Food insecurity has become a prevalent issue during the pandemic. Though the matter is often associated with developing countries, it has become increasingly common in developed ones as the crisis continues and impacts economies.
The World Bank noted that since the start of the crisis global agricultural markets had stayed stable as food trade remained robust when overall trade fell. Despite staples such as rice, wheat and maize production being at an all-time high, the prices dropped as global demand slowed. Worldwide stringent import and export policies and restrictions, as well as strict social measures and unemployment, all played a part in declining demand, and are the same factors that are set to affect supply in the future.
Early into the crisis, to limit the impacts of food shortages, many exporting countries imposed restrictions to ensure sufficient domestic food supply. The International Food Policy Research Institute found by June this had affected at least 10% of food imports in 54 countries, and up to 80% of imported calories in some cases.
If food insecurity grows in food-producing nations, the importing countries will face a similar fate. Many staple grains and perishable goods are grown in low income countries and as the pandemic impacts these economies, farmers and food producers have found themselves having to choose between food or buying seeds and equipment for next year’s crop. This could have implications down the line in terms of food shortages.
While food insecurity is often overlooked in and by high-income economies, the pandemic has brought to light the extent to which it exists, even in the most developed of countries. The crisis highlights the fragility of society and the food supply chain. For example, in the UK the ‘just in time’ supply chain is usually reliable and efficient but showed huge flaws after panic buying led to empty shelves in March. It showed the negative side of relying heavily on imported food and other household goods. 1 in 4 adults in the UK have experienced food insecurity since the pandemic started, often not being able to access affordable food. The US has seen a huge rise in the use of food banks since March. In response Amazon donated delivery services to food banks and community organisations through its Flex network and other delivery partners, enabling the delivery of over 6m meals in 25 cities. Whilst many food supply chain operations, including British supermarkets, have been commended during this time, these figures show the weaknesses, even in some of the most established supply chains.

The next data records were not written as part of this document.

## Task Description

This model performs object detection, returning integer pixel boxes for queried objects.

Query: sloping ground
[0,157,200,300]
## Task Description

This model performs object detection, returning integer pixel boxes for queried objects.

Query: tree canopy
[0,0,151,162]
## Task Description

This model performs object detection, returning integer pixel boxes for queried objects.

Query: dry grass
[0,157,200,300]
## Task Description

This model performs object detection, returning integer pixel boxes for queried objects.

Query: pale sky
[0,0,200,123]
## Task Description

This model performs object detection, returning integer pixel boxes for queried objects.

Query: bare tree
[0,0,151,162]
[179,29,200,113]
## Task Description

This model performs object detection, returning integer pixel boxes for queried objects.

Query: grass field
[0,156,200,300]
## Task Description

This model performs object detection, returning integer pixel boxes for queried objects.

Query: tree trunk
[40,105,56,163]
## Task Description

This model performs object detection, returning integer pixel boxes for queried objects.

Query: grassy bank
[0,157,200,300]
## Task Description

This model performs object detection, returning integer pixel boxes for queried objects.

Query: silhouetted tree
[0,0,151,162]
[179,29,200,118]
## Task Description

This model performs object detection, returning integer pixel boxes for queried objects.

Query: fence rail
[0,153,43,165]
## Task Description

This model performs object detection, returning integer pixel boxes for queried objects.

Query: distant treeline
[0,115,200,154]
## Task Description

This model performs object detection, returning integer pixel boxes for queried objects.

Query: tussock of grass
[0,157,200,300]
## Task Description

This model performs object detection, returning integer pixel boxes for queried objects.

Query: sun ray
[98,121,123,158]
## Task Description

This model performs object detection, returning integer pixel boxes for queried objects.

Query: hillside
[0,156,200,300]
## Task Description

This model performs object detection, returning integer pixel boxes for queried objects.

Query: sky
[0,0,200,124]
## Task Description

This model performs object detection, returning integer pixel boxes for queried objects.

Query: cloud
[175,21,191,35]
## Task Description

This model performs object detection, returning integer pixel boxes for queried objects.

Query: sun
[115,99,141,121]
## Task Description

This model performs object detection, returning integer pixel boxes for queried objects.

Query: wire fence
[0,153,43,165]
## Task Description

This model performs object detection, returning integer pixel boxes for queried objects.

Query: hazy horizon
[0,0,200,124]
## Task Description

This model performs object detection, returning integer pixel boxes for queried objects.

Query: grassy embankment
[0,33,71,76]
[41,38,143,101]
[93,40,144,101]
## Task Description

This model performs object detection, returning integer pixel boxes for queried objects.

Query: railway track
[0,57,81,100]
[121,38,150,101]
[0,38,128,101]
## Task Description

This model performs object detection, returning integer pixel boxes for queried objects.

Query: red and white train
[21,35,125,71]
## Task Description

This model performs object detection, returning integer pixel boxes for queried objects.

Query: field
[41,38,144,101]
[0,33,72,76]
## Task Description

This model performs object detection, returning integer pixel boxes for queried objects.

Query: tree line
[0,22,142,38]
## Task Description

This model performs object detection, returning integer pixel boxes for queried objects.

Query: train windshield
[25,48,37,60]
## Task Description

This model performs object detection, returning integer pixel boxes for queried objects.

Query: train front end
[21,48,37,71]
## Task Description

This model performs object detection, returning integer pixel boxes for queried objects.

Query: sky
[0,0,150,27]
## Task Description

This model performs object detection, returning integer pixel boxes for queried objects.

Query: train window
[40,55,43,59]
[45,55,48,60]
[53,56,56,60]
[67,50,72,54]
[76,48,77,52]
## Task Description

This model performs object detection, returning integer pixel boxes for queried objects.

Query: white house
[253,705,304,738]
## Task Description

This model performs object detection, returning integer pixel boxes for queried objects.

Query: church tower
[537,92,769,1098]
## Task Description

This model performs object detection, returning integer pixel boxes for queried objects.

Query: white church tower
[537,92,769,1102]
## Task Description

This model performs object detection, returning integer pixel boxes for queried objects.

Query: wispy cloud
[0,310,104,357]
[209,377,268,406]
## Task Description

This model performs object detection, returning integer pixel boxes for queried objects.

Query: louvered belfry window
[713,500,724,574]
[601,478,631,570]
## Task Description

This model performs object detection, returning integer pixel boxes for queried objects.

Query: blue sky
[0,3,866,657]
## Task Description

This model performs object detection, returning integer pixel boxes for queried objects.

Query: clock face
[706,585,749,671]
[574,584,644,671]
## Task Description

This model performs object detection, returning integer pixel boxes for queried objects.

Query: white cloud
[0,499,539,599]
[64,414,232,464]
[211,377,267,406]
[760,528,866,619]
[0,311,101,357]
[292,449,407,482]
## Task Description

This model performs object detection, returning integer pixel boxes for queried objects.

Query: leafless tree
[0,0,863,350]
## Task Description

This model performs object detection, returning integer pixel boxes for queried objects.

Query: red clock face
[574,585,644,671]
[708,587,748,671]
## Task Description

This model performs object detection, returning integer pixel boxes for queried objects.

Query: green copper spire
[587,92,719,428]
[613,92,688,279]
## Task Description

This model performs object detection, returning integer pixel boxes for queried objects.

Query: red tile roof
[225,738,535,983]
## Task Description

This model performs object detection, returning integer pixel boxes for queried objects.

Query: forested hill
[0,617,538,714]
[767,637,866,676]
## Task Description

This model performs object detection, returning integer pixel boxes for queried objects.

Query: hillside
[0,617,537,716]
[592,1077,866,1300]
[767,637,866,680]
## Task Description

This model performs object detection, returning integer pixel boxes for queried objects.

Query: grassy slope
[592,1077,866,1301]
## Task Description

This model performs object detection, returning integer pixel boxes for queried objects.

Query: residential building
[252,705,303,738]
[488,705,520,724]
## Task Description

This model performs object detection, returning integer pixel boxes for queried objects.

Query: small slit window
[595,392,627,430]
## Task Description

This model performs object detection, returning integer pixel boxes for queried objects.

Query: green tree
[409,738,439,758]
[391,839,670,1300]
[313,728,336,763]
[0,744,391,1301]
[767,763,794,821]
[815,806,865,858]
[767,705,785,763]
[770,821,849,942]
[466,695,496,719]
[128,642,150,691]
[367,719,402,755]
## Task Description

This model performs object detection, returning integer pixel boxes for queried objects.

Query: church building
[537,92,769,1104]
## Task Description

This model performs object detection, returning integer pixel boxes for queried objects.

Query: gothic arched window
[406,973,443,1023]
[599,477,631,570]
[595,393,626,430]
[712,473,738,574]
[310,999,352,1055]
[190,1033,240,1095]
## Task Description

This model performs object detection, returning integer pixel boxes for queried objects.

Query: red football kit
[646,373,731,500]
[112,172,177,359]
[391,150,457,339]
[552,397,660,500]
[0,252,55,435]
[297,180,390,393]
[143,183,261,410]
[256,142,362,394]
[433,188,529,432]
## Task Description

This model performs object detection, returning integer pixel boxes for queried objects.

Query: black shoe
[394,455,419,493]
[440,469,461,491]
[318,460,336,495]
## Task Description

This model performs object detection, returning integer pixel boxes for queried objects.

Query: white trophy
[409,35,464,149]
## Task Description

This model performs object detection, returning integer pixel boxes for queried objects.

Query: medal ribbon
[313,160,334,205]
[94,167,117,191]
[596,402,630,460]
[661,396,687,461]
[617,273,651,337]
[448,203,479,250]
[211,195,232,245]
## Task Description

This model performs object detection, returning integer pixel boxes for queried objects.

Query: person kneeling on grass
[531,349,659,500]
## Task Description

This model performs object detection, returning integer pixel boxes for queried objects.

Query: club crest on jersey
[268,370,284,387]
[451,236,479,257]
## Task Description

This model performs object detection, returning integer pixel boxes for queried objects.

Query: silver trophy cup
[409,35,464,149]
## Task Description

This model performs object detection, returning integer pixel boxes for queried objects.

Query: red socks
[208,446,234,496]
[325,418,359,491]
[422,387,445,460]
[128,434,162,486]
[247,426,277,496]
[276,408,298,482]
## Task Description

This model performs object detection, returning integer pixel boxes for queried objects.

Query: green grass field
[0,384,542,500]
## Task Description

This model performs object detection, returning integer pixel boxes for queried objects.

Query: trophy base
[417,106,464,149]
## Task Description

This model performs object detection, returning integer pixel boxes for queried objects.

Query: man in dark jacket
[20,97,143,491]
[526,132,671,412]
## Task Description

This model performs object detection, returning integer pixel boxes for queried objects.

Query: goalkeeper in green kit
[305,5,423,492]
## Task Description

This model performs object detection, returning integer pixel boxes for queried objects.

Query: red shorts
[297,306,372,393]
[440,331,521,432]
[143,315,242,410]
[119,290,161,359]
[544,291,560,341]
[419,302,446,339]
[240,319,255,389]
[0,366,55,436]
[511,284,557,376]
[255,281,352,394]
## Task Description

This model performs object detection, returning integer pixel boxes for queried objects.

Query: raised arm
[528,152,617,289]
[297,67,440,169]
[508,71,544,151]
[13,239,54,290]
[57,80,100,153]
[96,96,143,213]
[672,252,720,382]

The immediate problem is hunger across the world but over the long-term, problems such as supply chain disruptions including shortages, trade restrictions and price increases, could become a huge challenge for both the producing as well as importing countries, further intensifying insecurity. The crisis has exposed shortcomings and the over reliance on imports and exports. Food supply chains are imperative but fragile. Developed countries’ supply chains require strengthening through means such as government policy and a change in consumer behaviour. Near-shoring and eating seasonally would help mitigate many issues; as would the global support for developing countries facing food insecurity threats, with no means to alleviate the pressures themselves.